Objective: To evaluate the effect of obesity on the outcome of testicular sperm extraction (TESE) and assisted reproductive technology.
Design: Clinical retrospective study.
Setting: Center for reproductive medicine at a tertiary-care university hospital.
Patient(s): Nine hundred seventy patients with nonobstructive azoospermia.
Intervention(s): Microdissection TESE followed by intracytoplasmic sperm injection (ICSI).
Main outcome measure(s): Sperm retrieval rate and clinical pregnancy rate.
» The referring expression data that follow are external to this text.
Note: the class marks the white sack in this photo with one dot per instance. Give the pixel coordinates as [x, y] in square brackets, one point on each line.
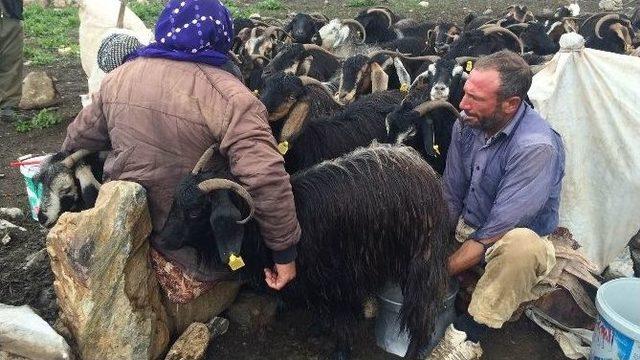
[96, 17]
[592, 99]
[24, 333]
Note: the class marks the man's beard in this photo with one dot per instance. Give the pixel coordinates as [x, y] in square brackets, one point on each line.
[492, 123]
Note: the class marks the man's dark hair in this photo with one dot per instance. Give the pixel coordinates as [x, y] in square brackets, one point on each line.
[515, 74]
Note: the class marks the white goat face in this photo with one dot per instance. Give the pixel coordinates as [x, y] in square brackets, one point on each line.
[60, 194]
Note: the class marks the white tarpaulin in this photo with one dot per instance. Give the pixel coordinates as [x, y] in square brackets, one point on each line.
[592, 99]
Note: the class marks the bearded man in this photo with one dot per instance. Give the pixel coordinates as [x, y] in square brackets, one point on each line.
[502, 185]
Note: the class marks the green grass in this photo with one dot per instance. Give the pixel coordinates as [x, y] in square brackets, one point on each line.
[46, 118]
[148, 13]
[270, 5]
[360, 3]
[47, 32]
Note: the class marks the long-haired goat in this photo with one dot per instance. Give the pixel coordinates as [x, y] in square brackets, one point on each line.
[374, 215]
[429, 129]
[68, 184]
[305, 140]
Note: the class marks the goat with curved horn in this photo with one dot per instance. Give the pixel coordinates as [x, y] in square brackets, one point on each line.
[308, 47]
[72, 159]
[431, 105]
[359, 26]
[307, 80]
[383, 11]
[211, 185]
[498, 29]
[602, 20]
Result(s): Testicular sperm were successfully retrieved in 55% of men overall. Of those with sperm found, clinical pregnancy rate was 51% and live birth rate 40%. Sperm retrieval rates were similar in men with body mass index (BMI) <25 kg/m(2), 25-30 kg/m(2), and >30 kg/m(2) (59%, 57%, and 54%, respectively). Mean BMI of men who contributed to pregnancy (27.3 ± 4.9 kg/m(2)) was lower than for men whose sperm did not contribute to a pregnancy (28.2 ± 5.4 kg/m(2)). No man with BMI >43 kg/m(2) (n = 11) contributed to a successful pregnancy, even though sperm were found in men with BMI up to 57 kg/m(2). On multivariable logistic regression analysis, male BMI was the only predictor of successful pregnancy among the variables analyzed, including male age, female age, and female BMI.
Conclusion(s): Overweight men have lower clinical pregnancy rate after microdissection TESE and ICSI compared with men with normal BMI. Men with BMI >43 kg/m(2) did not contribute to any pregnancies, despite successful sperm retrieval.